醫生從隔壁的房間走出來,卷著袖子準備洗手,我故意不去看她丟掉的沾著血的一次性手套。她冷冰冰地看了我一眼,問:「多大?」我說:「十八。」她撇了撇嘴,「都說自己十八。」「我真的是十八,不信給你看我的身份證。」然後她就和那個護士一起笑了,醫生說:「真是個傻孩子。」護士說:「要是不傻,也不會到這兒來了。」
有個女人走了進來,她的臉色很難看,行動也很慢。那個醫生問她:「你是想裝在瓶子裡帶回去,還是交給我們處理?」
「還可以帶回去啊?」那女人驚訝道。
「嗯。」醫生說,「有的人會帶回去埋在花盆裡。」
「我當然要帶回去。」那女人微笑了一下,「正好餵狗。」
「算啦。」護士在旁邊嘆氣道,‘你就算再恨那個男人,也得給自己留點兒口德。」
這時候周遭突然暗了下來。我惶恐地環顧四周,差點兒尖叫出來,我還以為神明終於決定了要懲罰所有參與了這個罪惡場景的人。但是醫生懶洋洋地說:「停電了,小姑娘,你運氣不好,要再等一會兒。」「我去看看保險絲。」護士的語氣也是懶洋洋的。
我毫不猶豫地站起來,奪門而逃。我掠過了那個女人,掠過了那扇骯髒的門,掠過了陰鬱的走廊上那幾盞形同虛設的燈,我一口氣跑到了外面的大街上,那種奔跑帶來的突如其來的輕盈和決絕終於讓我感覺到,其實我依然是純潔的。
我停在一個很普通的小賣部門前,寫在一個硬紙殼上的「公話5角」紅彤彤地戳在我眼睛裡。我彎下腰按住了胃部,那種熟悉的噁心又來了。我把一張被汗水弄得潮溼的五元錢丟在櫃檯上,從冰箱裡隨便拿出來一瓶水,顫抖著擰開,拼命地喝下去。一口氣喝乾的叫候,我看見了那個飲料瓶上的字樣,才知道我喝的是什麼。

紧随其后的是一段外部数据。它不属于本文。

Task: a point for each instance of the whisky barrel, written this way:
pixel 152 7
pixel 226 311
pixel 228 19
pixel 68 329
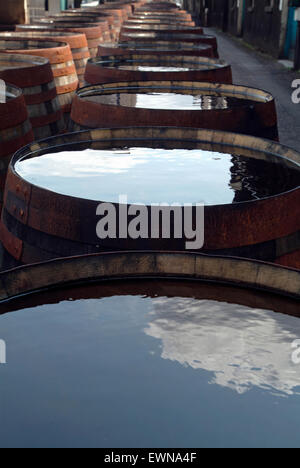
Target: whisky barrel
pixel 156 68
pixel 198 105
pixel 232 280
pixel 75 20
pixel 166 29
pixel 135 20
pixel 163 14
pixel 60 57
pixel 159 48
pixel 109 23
pixel 15 128
pixel 77 42
pixel 34 76
pixel 93 33
pixel 171 339
pixel 249 186
pixel 178 37
pixel 7 27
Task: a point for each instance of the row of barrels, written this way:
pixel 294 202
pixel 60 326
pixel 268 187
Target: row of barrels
pixel 47 61
pixel 161 52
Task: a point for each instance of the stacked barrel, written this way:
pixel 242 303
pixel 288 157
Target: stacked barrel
pixel 109 57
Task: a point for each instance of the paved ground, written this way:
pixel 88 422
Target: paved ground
pixel 254 69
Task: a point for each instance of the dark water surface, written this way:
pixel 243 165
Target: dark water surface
pixel 158 175
pixel 171 100
pixel 148 368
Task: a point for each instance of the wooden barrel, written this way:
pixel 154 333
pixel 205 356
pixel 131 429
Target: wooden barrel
pixel 15 128
pixel 77 42
pixel 93 33
pixel 176 104
pixel 178 37
pixel 109 23
pixel 252 204
pixel 163 14
pixel 51 282
pixel 60 57
pixel 166 29
pixel 156 68
pixel 7 27
pixel 136 21
pixel 34 76
pixel 159 48
pixel 186 343
pixel 75 21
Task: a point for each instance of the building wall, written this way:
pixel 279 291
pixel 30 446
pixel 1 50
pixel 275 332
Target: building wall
pixel 262 25
pixel 19 11
pixel 12 12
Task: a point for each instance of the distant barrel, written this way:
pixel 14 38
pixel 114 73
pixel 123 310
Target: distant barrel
pixel 158 48
pixel 34 76
pixel 58 192
pixel 93 33
pixel 15 127
pixel 75 21
pixel 60 57
pixel 156 68
pixel 77 42
pixel 136 20
pixel 175 37
pixel 198 105
pixel 164 28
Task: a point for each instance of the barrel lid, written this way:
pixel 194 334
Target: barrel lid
pixel 237 272
pixel 20 61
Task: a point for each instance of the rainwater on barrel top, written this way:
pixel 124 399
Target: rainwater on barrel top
pixel 193 100
pixel 89 361
pixel 159 66
pixel 158 175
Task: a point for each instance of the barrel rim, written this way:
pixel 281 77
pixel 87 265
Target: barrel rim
pixel 50 32
pixel 51 44
pixel 169 265
pixel 273 148
pixel 31 59
pixel 106 59
pixel 133 46
pixel 262 95
pixel 15 92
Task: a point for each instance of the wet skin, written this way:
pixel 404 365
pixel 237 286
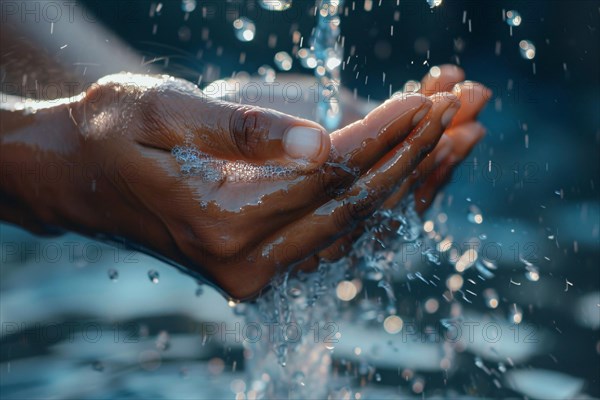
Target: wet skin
pixel 105 166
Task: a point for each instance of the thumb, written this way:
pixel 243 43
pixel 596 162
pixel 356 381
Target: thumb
pixel 262 135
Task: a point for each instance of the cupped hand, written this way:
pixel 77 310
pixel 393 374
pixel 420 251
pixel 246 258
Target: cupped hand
pixel 254 190
pixel 455 144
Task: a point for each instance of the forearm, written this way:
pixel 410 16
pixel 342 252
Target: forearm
pixel 36 150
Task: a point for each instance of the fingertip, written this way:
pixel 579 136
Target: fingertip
pixel 308 143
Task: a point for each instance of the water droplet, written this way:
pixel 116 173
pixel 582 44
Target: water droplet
pixel 153 276
pixel 267 73
pixel 513 18
pixel 98 366
pixel 275 5
pixel 434 3
pixel 244 29
pixel 113 274
pixel 491 298
pixel 163 341
pixel 283 61
pixel 307 58
pixel 527 49
pixel 188 5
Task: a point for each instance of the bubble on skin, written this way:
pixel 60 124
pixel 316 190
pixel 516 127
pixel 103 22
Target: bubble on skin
pixel 194 162
pixel 245 29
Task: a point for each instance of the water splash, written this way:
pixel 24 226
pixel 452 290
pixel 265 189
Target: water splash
pixel 326 54
pixel 304 309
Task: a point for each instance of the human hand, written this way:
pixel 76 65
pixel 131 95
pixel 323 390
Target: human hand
pixel 240 230
pixel 242 224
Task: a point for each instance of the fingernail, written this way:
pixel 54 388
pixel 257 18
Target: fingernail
pixel 449 114
pixel 421 114
pixel 445 147
pixel 302 142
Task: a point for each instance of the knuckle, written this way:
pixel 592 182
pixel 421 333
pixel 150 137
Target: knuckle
pixel 249 128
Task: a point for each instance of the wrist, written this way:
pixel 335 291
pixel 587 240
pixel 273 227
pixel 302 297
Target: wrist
pixel 37 149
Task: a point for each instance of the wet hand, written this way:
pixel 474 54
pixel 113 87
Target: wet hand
pixel 265 191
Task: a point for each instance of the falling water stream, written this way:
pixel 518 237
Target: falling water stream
pixel 295 324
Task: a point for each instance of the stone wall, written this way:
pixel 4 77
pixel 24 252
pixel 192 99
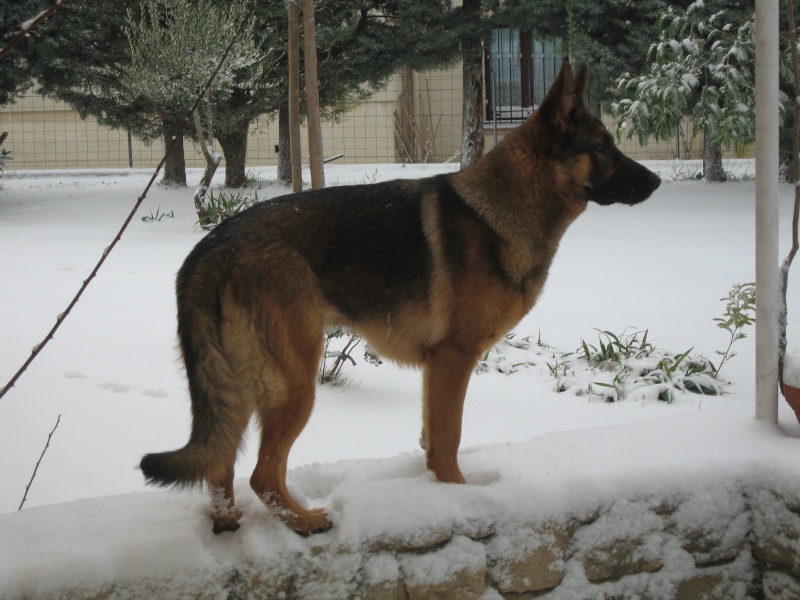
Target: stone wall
pixel 743 543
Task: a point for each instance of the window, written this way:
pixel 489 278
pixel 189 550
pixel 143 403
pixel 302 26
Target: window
pixel 521 69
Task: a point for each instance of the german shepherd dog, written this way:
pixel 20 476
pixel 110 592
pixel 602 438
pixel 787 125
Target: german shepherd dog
pixel 432 272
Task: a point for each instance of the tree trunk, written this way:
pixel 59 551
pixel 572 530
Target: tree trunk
pixel 312 96
pixel 472 142
pixel 294 96
pixel 712 161
pixel 284 156
pixel 175 164
pixel 234 149
pixel 212 162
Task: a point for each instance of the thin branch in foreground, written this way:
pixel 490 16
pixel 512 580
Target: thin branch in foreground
pixel 38 462
pixel 29 26
pixel 60 319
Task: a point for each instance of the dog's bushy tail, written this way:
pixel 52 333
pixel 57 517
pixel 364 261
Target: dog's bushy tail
pixel 218 414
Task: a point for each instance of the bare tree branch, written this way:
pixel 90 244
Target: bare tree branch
pixel 38 462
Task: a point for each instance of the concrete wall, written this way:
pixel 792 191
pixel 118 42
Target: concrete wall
pixel 46 134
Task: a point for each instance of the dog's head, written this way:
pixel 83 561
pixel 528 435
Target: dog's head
pixel 568 133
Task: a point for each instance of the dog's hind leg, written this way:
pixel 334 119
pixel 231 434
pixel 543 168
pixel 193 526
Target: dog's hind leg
pixel 283 415
pixel 446 374
pixel 224 513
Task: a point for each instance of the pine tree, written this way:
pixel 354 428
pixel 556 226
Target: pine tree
pixel 702 66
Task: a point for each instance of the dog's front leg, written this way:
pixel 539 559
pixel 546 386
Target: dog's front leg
pixel 446 374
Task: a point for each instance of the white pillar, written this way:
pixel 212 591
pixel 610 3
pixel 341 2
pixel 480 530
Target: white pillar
pixel 767 209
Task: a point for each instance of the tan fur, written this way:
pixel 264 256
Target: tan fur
pixel 255 296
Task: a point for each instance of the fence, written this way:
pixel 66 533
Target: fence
pixel 415 117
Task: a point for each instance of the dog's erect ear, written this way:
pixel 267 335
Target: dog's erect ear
pixel 564 95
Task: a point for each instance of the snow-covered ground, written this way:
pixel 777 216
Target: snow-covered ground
pixel 112 373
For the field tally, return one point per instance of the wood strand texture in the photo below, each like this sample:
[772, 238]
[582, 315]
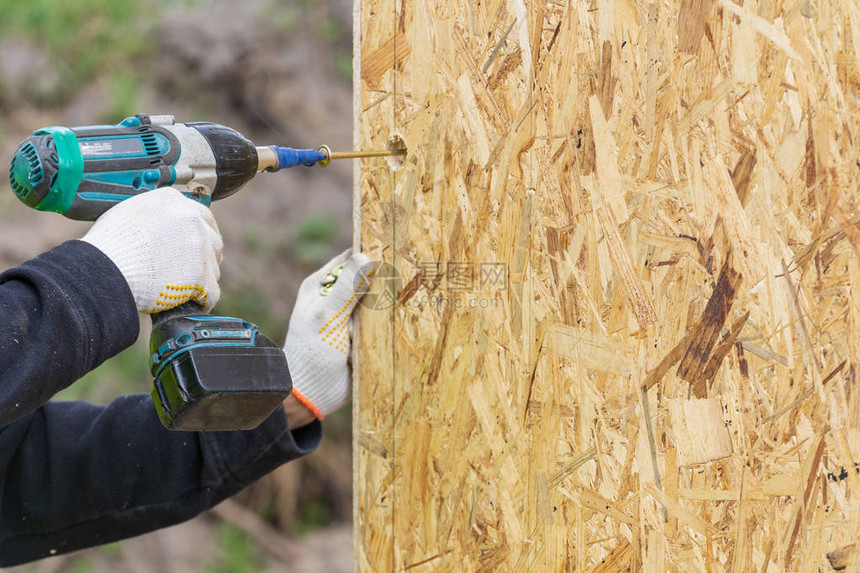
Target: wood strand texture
[618, 328]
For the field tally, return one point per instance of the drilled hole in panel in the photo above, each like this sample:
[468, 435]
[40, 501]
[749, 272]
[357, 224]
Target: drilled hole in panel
[396, 143]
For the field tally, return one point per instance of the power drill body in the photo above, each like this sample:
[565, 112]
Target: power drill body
[87, 170]
[210, 372]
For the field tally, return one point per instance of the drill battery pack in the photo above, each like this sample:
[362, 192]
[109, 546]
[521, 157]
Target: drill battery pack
[214, 373]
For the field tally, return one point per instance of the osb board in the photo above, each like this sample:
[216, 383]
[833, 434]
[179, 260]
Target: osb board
[666, 378]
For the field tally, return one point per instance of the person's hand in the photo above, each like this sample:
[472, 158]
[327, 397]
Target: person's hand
[318, 340]
[166, 246]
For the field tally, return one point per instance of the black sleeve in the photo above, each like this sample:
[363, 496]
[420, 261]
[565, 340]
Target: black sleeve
[73, 474]
[62, 314]
[79, 475]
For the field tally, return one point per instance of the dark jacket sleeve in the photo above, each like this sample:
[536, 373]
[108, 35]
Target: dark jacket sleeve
[73, 474]
[62, 314]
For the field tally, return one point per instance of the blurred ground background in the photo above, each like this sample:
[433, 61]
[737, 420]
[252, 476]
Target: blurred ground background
[278, 71]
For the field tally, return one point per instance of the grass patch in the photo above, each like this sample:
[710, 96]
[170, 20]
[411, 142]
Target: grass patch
[81, 37]
[313, 239]
[238, 552]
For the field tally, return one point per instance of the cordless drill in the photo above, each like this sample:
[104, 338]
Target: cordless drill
[210, 372]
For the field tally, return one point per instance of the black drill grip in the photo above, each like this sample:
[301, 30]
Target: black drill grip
[184, 309]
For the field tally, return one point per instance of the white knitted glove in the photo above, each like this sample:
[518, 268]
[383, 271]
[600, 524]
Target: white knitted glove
[318, 341]
[166, 246]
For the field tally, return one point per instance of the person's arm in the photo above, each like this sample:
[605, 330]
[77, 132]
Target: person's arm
[63, 313]
[79, 475]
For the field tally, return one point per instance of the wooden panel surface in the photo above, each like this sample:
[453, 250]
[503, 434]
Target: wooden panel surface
[619, 325]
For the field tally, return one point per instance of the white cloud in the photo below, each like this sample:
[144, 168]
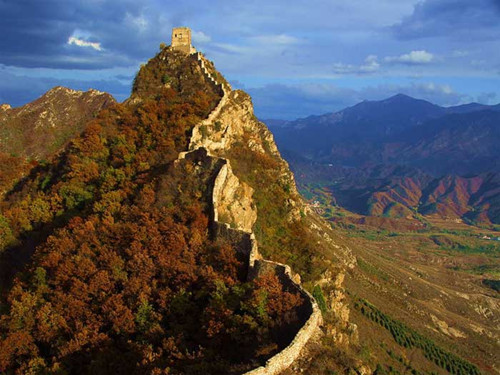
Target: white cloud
[419, 57]
[200, 37]
[83, 43]
[370, 65]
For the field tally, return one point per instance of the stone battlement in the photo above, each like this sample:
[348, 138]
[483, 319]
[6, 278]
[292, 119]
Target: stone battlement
[181, 40]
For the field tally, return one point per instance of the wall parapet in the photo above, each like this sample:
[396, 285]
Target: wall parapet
[245, 243]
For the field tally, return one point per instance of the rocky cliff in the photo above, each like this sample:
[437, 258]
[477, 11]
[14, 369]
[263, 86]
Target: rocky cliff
[43, 127]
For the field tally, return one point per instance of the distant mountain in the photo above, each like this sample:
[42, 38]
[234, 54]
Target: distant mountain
[38, 129]
[399, 130]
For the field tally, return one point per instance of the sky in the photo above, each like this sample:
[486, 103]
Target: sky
[296, 58]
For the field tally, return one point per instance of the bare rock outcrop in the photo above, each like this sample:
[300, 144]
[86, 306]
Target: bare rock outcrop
[234, 213]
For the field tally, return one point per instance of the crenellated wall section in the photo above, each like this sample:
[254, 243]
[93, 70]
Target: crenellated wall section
[233, 216]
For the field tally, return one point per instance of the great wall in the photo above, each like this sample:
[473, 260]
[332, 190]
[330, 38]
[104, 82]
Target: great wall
[232, 220]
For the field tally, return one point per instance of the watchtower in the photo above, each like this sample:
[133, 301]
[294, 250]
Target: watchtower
[181, 40]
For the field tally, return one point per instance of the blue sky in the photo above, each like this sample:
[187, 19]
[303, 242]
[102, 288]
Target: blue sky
[295, 58]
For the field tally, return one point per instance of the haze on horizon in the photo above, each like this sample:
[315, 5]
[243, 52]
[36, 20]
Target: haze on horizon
[294, 58]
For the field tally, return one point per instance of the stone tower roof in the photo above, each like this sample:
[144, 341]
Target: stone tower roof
[181, 40]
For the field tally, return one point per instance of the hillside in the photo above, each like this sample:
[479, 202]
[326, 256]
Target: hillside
[39, 129]
[141, 247]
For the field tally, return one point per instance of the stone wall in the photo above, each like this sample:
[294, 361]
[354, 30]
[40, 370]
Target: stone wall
[233, 216]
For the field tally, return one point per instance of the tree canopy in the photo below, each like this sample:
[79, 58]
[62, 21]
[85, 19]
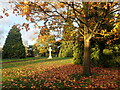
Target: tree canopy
[90, 19]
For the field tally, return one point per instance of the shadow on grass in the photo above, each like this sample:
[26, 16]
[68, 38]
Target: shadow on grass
[23, 63]
[63, 77]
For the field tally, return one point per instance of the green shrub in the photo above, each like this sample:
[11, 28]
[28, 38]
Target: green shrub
[66, 49]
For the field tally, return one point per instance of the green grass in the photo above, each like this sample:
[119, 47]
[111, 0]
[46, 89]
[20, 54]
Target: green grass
[14, 68]
[23, 59]
[31, 61]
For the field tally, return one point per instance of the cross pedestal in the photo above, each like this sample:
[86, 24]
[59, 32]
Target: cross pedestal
[50, 56]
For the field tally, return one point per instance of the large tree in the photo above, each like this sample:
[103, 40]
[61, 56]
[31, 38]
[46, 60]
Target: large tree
[13, 47]
[89, 18]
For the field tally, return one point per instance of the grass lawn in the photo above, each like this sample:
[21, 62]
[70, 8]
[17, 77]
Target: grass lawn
[57, 73]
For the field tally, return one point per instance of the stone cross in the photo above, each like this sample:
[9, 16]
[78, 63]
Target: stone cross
[50, 56]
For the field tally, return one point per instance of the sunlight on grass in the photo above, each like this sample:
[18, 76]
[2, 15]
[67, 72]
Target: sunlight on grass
[55, 73]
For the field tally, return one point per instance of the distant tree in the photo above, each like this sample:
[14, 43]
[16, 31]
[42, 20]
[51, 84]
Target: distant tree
[90, 18]
[43, 42]
[13, 47]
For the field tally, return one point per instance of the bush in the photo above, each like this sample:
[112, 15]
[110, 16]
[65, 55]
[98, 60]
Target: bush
[66, 49]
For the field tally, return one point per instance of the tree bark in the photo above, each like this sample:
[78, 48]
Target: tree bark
[86, 61]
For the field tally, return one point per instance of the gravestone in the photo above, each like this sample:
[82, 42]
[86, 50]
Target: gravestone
[50, 56]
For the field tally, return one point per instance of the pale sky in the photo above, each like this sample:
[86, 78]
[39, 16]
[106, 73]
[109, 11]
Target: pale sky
[7, 22]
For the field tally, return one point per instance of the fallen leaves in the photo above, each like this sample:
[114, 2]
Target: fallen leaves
[58, 75]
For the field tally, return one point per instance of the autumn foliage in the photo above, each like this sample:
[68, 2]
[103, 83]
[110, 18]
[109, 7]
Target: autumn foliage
[58, 74]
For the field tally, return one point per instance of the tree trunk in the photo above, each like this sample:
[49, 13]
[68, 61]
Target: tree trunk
[86, 61]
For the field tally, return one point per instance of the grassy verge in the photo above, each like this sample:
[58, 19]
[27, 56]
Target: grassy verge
[32, 61]
[23, 59]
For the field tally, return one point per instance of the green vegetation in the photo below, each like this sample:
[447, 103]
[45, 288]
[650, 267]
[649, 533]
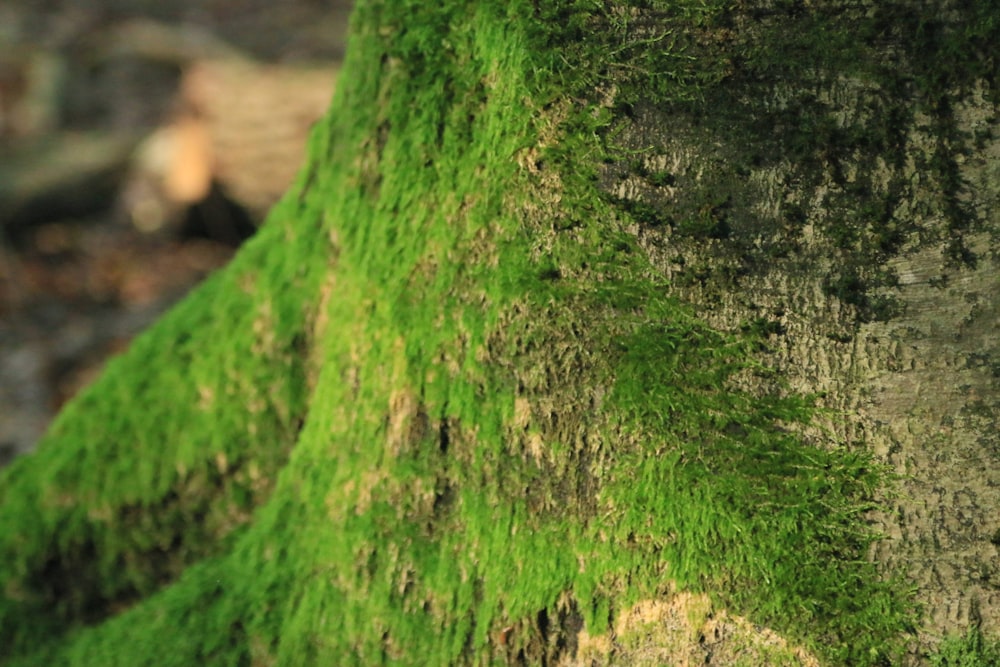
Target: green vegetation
[441, 410]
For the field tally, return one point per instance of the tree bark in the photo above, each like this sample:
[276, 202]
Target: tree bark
[589, 334]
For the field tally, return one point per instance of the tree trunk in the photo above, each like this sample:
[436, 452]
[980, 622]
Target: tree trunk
[581, 339]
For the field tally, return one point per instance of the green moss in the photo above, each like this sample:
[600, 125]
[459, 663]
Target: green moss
[971, 650]
[497, 426]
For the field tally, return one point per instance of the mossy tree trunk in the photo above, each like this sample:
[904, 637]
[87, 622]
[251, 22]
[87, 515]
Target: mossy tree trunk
[582, 337]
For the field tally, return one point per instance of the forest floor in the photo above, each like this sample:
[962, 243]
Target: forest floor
[78, 277]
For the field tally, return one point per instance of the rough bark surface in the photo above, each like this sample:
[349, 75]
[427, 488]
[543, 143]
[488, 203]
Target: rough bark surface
[488, 387]
[905, 353]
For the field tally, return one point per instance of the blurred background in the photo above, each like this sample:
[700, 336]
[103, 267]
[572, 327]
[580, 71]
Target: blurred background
[141, 142]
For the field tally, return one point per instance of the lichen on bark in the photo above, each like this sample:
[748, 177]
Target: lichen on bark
[532, 353]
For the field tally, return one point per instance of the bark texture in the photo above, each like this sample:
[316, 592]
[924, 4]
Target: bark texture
[523, 369]
[850, 210]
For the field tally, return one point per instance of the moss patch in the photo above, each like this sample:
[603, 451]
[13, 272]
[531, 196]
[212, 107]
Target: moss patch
[499, 433]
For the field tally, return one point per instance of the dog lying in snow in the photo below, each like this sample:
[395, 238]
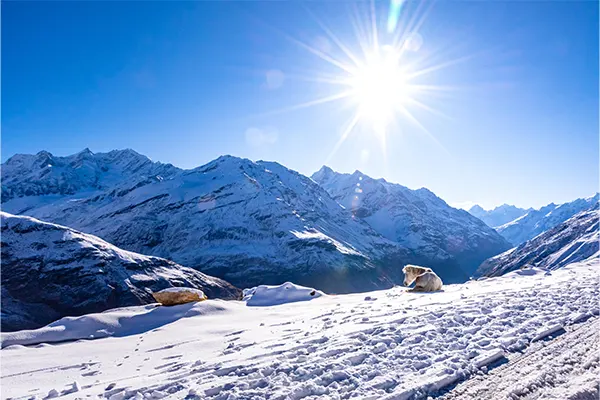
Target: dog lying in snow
[425, 279]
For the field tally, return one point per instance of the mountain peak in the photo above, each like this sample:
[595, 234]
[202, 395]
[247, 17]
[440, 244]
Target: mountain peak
[476, 209]
[324, 173]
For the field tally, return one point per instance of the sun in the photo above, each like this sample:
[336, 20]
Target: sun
[379, 87]
[378, 74]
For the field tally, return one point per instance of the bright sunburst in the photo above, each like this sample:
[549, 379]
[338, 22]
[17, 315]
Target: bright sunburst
[377, 81]
[380, 87]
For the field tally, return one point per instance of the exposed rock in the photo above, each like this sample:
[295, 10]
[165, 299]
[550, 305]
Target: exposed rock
[50, 271]
[174, 296]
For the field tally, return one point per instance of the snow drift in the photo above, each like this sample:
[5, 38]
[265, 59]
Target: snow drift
[288, 292]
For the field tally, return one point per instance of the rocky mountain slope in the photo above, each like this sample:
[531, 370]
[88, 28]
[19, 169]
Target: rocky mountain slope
[249, 223]
[537, 221]
[417, 219]
[499, 215]
[51, 271]
[576, 239]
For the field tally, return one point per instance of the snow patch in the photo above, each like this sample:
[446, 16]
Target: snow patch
[265, 295]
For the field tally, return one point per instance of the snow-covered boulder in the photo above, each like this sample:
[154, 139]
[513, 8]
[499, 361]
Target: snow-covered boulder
[265, 295]
[174, 296]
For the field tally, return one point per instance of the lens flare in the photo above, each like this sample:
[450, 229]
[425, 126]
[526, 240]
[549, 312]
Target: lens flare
[377, 77]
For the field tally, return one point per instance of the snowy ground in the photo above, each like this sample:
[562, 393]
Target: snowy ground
[389, 344]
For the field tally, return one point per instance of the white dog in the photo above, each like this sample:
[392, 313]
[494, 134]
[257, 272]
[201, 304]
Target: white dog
[426, 279]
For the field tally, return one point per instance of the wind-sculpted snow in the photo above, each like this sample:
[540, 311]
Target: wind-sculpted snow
[50, 271]
[390, 344]
[451, 240]
[536, 222]
[498, 216]
[249, 223]
[288, 292]
[576, 239]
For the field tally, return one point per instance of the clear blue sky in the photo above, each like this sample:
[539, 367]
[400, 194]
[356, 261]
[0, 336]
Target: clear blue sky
[185, 82]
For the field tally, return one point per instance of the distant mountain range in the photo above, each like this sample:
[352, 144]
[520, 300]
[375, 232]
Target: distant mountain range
[251, 222]
[417, 219]
[51, 271]
[499, 215]
[518, 225]
[536, 222]
[576, 239]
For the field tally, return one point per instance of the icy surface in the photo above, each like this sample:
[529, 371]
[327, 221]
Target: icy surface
[393, 345]
[288, 292]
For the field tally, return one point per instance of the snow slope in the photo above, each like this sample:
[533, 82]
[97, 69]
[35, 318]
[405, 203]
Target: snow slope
[576, 239]
[390, 344]
[567, 368]
[448, 239]
[499, 215]
[249, 223]
[50, 271]
[537, 221]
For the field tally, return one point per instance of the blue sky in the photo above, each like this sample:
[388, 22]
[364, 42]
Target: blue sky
[515, 95]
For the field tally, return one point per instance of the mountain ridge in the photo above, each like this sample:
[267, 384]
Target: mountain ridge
[51, 271]
[417, 219]
[574, 240]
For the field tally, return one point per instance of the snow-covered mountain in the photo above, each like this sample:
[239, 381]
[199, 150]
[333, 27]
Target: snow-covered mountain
[499, 215]
[25, 175]
[417, 219]
[537, 221]
[50, 271]
[574, 240]
[249, 223]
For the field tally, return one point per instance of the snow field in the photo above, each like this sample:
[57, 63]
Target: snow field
[389, 344]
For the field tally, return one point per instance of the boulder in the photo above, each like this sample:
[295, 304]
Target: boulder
[174, 296]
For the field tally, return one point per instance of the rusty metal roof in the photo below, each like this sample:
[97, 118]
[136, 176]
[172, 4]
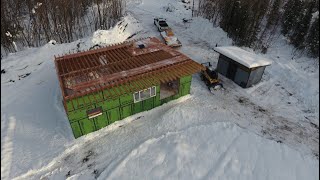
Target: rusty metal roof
[134, 65]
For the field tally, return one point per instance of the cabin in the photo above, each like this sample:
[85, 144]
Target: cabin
[108, 84]
[242, 67]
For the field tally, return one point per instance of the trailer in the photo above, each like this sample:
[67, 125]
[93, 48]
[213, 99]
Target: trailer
[170, 39]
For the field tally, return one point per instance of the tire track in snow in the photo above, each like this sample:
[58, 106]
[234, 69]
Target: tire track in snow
[7, 148]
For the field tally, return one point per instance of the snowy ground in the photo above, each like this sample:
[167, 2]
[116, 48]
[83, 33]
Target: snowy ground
[269, 131]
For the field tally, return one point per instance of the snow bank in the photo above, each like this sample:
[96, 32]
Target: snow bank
[123, 30]
[216, 151]
[243, 57]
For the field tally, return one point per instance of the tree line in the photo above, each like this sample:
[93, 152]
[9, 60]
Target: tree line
[32, 23]
[256, 23]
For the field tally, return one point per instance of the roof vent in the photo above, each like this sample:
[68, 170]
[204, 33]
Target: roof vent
[141, 46]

我微笑著捏扁了那個塑膠瓶,在心裡對你說,你有名字了,我的意思是、如果你和我一樣,也是個女孩子。
龍城的秋天總是很短暫的。一開始的時候還有點兒像夏天,過不了多久,冬天的味道就出來了,十月末,已經開始冷得有些肅殺氣。南音換上了她那些很鮮豔很誇張的粗線毛衣,週末回家的時候總是誇張地喊著冷,然後尖聲大叫著:「姐——你是用什麼做的呀?都這種天氣了,還是隻穿絲襪和高跟鞋,你不穿裙子會死啊!」三嬸就會在一邊非常配合地說:「就是的東霓,還是要當心一點兒自己的關節,別以為現在年輕不要緊,再過些年後悔也晚了……」現在的南音和我倒也是說話的,忘了是從什麼時候開始的了——她逐漸地沒辦法做到對我視而不見,可能是隨著她漸漸習慣了西決的缺席,也可能是—一她秉性就是這樣的,沒辦法堅持不懈地維持著太久的怨氣。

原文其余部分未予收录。